Using that $\|A\|_F^2 = \tr(AA^T)$, a Lagrangian for this problem is $$L(Q, \Lambda) = {1\over 2} \tr( (X – Q)(X-Q)^T) + \tr(\Lambda^T(I – QQ^T)).$$

We need the gradient with respect to $Q$ so we first compute the differential $$dL = -\tr(dQ (X – Q)^T) – \tr(\Lambda^T dQ Q^T – \Lambda^T Q dQ^T).$$ The gradient satisfies $dL = \tr(\nabla_Q L^T dQ)$. To extract the gradient most easily we want the $dQ$’s to sit at the end of each trace term in the differential.

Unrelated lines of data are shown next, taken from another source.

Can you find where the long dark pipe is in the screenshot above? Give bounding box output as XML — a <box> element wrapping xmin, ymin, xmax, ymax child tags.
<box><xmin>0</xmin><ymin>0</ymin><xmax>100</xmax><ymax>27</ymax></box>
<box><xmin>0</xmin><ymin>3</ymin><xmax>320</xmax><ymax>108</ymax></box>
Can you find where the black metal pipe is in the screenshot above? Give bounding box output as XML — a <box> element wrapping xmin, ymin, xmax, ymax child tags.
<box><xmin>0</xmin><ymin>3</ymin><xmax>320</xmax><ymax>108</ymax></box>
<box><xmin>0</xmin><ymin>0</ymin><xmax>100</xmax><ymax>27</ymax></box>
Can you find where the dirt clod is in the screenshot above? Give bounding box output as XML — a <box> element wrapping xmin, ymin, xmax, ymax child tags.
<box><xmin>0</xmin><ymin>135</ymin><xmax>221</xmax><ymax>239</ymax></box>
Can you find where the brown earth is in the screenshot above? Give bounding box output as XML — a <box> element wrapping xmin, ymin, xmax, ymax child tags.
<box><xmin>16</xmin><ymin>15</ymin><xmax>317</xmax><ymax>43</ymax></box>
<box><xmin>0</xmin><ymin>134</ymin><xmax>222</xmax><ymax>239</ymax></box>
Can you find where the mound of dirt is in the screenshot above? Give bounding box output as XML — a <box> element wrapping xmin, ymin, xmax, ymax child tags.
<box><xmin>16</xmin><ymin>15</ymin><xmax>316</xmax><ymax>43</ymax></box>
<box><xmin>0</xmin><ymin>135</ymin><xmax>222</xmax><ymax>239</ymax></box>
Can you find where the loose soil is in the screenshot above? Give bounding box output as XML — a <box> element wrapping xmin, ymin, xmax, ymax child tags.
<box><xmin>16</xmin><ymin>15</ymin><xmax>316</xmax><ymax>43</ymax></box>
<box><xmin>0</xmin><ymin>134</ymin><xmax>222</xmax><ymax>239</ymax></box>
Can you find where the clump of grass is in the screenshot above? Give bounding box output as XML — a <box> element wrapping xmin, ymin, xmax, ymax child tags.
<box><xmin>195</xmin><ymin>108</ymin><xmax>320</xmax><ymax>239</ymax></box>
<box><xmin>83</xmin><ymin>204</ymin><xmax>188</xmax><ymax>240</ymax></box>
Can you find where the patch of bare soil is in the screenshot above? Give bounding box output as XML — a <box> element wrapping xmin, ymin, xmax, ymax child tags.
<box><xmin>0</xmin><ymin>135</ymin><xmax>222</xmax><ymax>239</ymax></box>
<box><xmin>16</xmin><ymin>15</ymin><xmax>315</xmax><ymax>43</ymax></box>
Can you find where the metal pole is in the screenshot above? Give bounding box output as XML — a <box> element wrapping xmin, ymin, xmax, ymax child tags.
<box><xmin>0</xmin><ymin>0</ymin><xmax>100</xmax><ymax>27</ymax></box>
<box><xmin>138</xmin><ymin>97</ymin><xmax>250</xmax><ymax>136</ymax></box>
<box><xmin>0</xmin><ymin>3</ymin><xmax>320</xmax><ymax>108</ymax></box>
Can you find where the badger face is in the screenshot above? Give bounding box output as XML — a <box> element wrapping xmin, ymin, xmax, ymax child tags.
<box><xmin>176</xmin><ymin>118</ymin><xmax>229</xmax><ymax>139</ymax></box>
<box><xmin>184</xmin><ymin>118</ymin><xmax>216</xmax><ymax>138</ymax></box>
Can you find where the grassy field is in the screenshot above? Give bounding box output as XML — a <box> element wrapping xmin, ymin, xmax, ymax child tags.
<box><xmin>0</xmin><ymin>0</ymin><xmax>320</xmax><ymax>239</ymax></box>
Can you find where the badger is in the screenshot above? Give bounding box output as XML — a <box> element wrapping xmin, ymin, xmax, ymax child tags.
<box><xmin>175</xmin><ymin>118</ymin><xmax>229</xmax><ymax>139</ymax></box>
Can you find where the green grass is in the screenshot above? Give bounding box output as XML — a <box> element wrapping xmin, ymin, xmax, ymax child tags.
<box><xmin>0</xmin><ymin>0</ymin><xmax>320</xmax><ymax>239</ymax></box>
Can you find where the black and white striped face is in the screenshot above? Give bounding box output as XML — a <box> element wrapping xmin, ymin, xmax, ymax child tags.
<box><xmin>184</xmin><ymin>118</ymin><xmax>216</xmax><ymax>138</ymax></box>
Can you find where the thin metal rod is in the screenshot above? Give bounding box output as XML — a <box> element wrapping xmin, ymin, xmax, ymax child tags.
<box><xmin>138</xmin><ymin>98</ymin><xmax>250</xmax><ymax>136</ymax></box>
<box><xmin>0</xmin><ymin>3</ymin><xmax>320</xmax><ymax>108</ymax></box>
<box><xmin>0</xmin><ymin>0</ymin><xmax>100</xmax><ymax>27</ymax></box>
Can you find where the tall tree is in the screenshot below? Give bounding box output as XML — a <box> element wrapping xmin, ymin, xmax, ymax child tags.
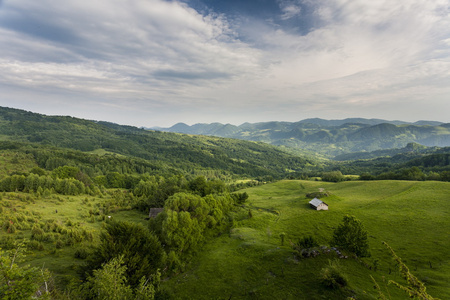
<box><xmin>330</xmin><ymin>215</ymin><xmax>370</xmax><ymax>257</ymax></box>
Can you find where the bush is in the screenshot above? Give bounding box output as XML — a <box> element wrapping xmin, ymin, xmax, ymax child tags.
<box><xmin>297</xmin><ymin>236</ymin><xmax>319</xmax><ymax>249</ymax></box>
<box><xmin>85</xmin><ymin>221</ymin><xmax>165</xmax><ymax>287</ymax></box>
<box><xmin>320</xmin><ymin>260</ymin><xmax>348</xmax><ymax>289</ymax></box>
<box><xmin>322</xmin><ymin>171</ymin><xmax>345</xmax><ymax>182</ymax></box>
<box><xmin>73</xmin><ymin>248</ymin><xmax>89</xmax><ymax>259</ymax></box>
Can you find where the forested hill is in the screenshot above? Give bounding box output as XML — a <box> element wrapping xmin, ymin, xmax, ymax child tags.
<box><xmin>0</xmin><ymin>107</ymin><xmax>314</xmax><ymax>177</ymax></box>
<box><xmin>159</xmin><ymin>118</ymin><xmax>450</xmax><ymax>157</ymax></box>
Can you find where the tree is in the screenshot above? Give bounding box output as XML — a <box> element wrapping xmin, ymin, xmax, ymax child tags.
<box><xmin>383</xmin><ymin>242</ymin><xmax>435</xmax><ymax>300</ymax></box>
<box><xmin>330</xmin><ymin>215</ymin><xmax>370</xmax><ymax>257</ymax></box>
<box><xmin>86</xmin><ymin>221</ymin><xmax>165</xmax><ymax>287</ymax></box>
<box><xmin>322</xmin><ymin>171</ymin><xmax>345</xmax><ymax>182</ymax></box>
<box><xmin>0</xmin><ymin>245</ymin><xmax>50</xmax><ymax>300</ymax></box>
<box><xmin>77</xmin><ymin>255</ymin><xmax>161</xmax><ymax>300</ymax></box>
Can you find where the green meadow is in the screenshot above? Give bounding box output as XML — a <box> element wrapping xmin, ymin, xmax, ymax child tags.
<box><xmin>163</xmin><ymin>180</ymin><xmax>450</xmax><ymax>299</ymax></box>
<box><xmin>0</xmin><ymin>193</ymin><xmax>148</xmax><ymax>288</ymax></box>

To achieve this, we apply the linearity of the trace to split the second term of the differential, the invariance of the trace to transposing its argument to change $dQ^T$ to $dQ$ wherever it appears, and the circular property of the trace to move $dQ$’s around to the last position, and arrive at
$$dL = -\tr( (X – Q)^T dQ) – \tr(Q^T \Lambda^T dQ) – \tr(Q^T \Lambda dQ).$$

We now read off the gradient by combining the contributions from each term, $$ \nabla_Q L = – (X – Q) – \Lambda Q – \Lambda^T Q.$$

Setting the gradient to zero, we get $$Q – X = (\Lambda + \Lambda^T)Q.$$ Right-multiplying by $Q^T$ and using that $QQ^T = I$ at the optimum, we get after slight rearrangement $$ I – \Lambda – \Lambda^T = XQ^T,$$ so $XQ^T$ is symmetric. Using SVD to decompose $X$ into $U S V^T$ we have
$$ XQ^T = U S V^T Q^T = Q X^T = Q V S U^T \implies Q V = U \implies Q = U V^T. $$

$$\begin{flalign*} && \phantom{a} & \hfill \blacksquare \end{flalign*}$$

In summary, $$\boxed{ X = U S V^T \implies Q = U V^T.} $$ That is, the nearest orthonormal matrix to $X$ has the same left and right singular vectors, and unit singular values.

This problem is a special case of the orthogonal Procrustes problem, in which we’re searching for the rotation $Q$ that brings a second matrix $Y$ closest to $X$. The problem we’ve discussed here corresponds to the case $Y = I$.